OC: It's got to be a fun thing to be able to call-up a player like Bobby Cramer with his back-story.
FZ: Yeah. I really think that the best and fairest way to run an organization is as a meritocracy. It should be a situation where, if you do well, you get promoted. No matter where we drafted you or how you were acquired, if you perform, you will get a chance to move up. He's a guy who has had a couple of stints with us and he has been terrific at every level, at Stockton, Midland, in Sacramento this year. He was the best starting pitcher in the Mexican League where he pitched on loan this season. It's not the prototypical starting pitching prospect profile, but to get those kind of results, to have the ERA that he does, to get the groundball numbers that he has, and with the walk-and-strike-out ratio being so favorable, we think he's a guy who has a chance to come up here and have success.

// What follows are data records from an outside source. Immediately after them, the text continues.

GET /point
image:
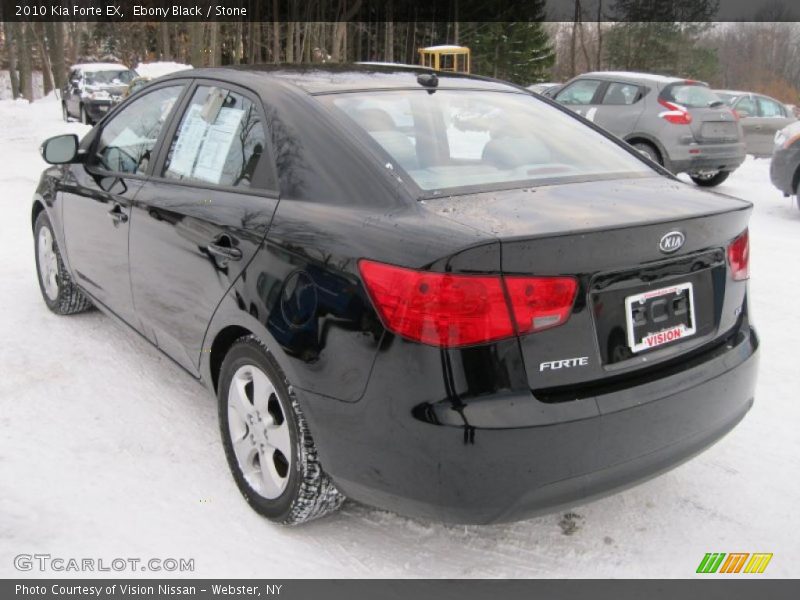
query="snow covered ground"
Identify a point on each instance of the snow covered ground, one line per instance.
(107, 449)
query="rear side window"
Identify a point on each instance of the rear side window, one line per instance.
(579, 92)
(621, 93)
(221, 141)
(692, 95)
(769, 108)
(127, 140)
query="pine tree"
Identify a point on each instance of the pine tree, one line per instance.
(519, 51)
(661, 37)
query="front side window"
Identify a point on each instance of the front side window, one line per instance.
(746, 107)
(110, 77)
(127, 141)
(579, 92)
(462, 138)
(769, 108)
(621, 93)
(220, 140)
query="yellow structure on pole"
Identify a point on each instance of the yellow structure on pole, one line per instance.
(455, 59)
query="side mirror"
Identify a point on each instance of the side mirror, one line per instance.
(60, 149)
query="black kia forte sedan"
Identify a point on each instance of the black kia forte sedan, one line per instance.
(433, 293)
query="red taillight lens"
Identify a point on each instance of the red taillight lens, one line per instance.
(739, 257)
(437, 308)
(540, 302)
(676, 114)
(447, 310)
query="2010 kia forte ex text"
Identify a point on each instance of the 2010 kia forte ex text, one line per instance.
(437, 294)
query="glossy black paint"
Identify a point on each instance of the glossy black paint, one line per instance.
(472, 434)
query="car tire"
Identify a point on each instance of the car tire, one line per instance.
(797, 195)
(260, 423)
(650, 151)
(60, 293)
(710, 180)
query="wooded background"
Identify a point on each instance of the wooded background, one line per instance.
(675, 38)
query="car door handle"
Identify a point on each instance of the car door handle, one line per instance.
(226, 252)
(117, 215)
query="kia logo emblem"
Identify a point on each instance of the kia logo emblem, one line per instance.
(671, 242)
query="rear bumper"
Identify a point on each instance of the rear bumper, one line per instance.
(379, 454)
(699, 157)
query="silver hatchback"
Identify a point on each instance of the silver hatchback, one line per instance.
(680, 124)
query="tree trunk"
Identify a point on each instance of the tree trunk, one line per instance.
(599, 35)
(10, 30)
(55, 47)
(214, 43)
(276, 33)
(389, 34)
(24, 54)
(197, 43)
(164, 41)
(573, 41)
(38, 32)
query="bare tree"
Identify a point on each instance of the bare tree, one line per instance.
(11, 45)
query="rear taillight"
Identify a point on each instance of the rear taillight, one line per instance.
(675, 113)
(447, 310)
(540, 302)
(739, 257)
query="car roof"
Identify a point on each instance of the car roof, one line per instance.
(100, 67)
(328, 78)
(633, 76)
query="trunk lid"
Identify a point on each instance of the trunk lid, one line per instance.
(712, 121)
(607, 234)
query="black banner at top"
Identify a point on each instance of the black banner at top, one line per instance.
(399, 10)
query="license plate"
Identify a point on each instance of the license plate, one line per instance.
(719, 131)
(659, 317)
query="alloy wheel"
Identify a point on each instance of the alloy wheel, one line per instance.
(48, 263)
(259, 432)
(705, 175)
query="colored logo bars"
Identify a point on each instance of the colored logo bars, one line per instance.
(716, 562)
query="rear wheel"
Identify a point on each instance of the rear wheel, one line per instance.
(709, 178)
(649, 151)
(267, 442)
(797, 194)
(59, 292)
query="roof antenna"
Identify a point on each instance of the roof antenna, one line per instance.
(428, 80)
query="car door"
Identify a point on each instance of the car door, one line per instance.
(774, 117)
(620, 108)
(582, 96)
(747, 110)
(202, 216)
(99, 193)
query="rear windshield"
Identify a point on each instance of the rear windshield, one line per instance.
(110, 77)
(692, 95)
(460, 138)
(727, 98)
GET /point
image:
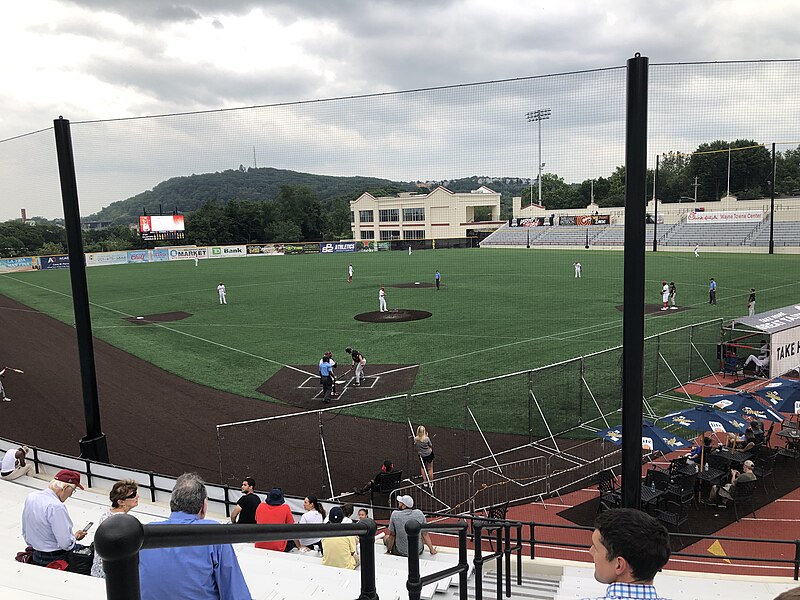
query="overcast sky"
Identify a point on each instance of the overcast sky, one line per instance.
(107, 59)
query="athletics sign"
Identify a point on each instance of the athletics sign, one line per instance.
(730, 216)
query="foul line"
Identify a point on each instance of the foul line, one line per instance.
(196, 337)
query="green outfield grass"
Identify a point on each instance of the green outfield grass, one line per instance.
(499, 311)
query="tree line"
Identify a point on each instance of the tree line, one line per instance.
(679, 175)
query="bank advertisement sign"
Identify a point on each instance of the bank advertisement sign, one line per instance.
(60, 261)
(14, 265)
(228, 251)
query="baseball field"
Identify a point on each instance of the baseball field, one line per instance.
(497, 312)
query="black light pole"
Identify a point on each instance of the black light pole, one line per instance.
(93, 446)
(655, 202)
(772, 204)
(634, 264)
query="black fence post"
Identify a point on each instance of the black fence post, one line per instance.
(413, 585)
(462, 561)
(796, 559)
(368, 588)
(118, 544)
(634, 274)
(477, 530)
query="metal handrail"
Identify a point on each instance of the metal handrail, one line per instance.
(415, 581)
(119, 543)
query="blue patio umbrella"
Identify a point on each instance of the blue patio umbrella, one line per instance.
(782, 394)
(653, 438)
(706, 418)
(746, 405)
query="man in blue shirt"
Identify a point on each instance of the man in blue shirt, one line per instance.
(191, 572)
(326, 377)
(628, 548)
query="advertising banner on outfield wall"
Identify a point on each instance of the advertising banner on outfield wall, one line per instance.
(331, 247)
(187, 253)
(228, 251)
(94, 259)
(264, 249)
(15, 265)
(585, 220)
(159, 254)
(529, 222)
(60, 261)
(725, 216)
(301, 249)
(138, 256)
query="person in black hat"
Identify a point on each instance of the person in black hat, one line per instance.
(376, 483)
(340, 551)
(274, 511)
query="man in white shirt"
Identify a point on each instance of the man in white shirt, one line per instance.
(46, 524)
(14, 465)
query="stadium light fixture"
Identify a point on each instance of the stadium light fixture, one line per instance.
(538, 115)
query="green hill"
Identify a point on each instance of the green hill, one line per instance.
(188, 194)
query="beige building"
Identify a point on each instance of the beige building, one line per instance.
(412, 216)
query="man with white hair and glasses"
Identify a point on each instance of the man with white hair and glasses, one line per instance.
(46, 524)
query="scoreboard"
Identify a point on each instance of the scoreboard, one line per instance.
(162, 227)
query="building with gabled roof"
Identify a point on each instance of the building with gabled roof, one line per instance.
(438, 214)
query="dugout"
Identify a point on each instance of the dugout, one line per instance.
(781, 330)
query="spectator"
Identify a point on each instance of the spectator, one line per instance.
(14, 465)
(761, 364)
(396, 540)
(46, 524)
(124, 496)
(694, 456)
(628, 548)
(425, 450)
(191, 572)
(376, 483)
(274, 511)
(347, 509)
(726, 492)
(340, 551)
(245, 510)
(315, 513)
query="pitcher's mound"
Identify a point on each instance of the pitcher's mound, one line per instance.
(653, 309)
(159, 318)
(394, 315)
(417, 284)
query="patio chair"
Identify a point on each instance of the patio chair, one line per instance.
(388, 483)
(609, 495)
(764, 467)
(742, 494)
(675, 514)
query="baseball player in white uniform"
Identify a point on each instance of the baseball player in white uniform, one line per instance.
(382, 300)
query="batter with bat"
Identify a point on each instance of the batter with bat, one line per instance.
(3, 396)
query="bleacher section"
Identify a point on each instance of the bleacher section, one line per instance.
(275, 576)
(786, 233)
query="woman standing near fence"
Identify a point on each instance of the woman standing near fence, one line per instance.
(425, 450)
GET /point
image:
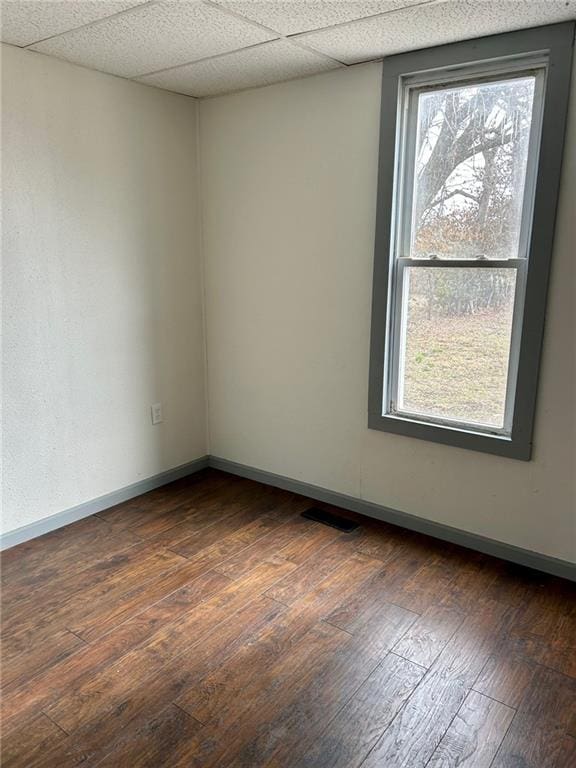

I think it sends the right message to everyone in the organization that it doesn't matter, again, how you got into the organization, all that matters is the results that you generate and if you generate results, you have a chance to pitch for us in the big leagues. The same is true of Justin James.
OC: On the international scouting front, you've brought in some big names lately with Renaldo Nunez this year and Wilfredo Solano last year. Zhi-Fang Pan, the Taiwanese shortstop, has had a really nice year in Arizona. Are you feeling like the organization is starting to build some traction in those markets?
FZ: Dan Kantrovitz has been with us for a little over a year now and he's done a really nice job overseeing everything because obviously you've got the Pacific Rim and Latin America and we are pretty active in Mexico, too. Being able to view all of your international alternatives in the same framework, which I think he has accomplished, is terrific. I think when you have that and when you can make apples-to-apples judgments on different players from different parts of the world and be able to allocate your money most efficiently across all of those opportunities, that's how you wind-up with guys like Pan. It's a function of Dan's organization and communication with the scouts in the different areas and good work by the scouts, too.
It's nice to see Pan having that kind of success. That's the kind of thing that can open doors for us in that part of the world with future signings and future success.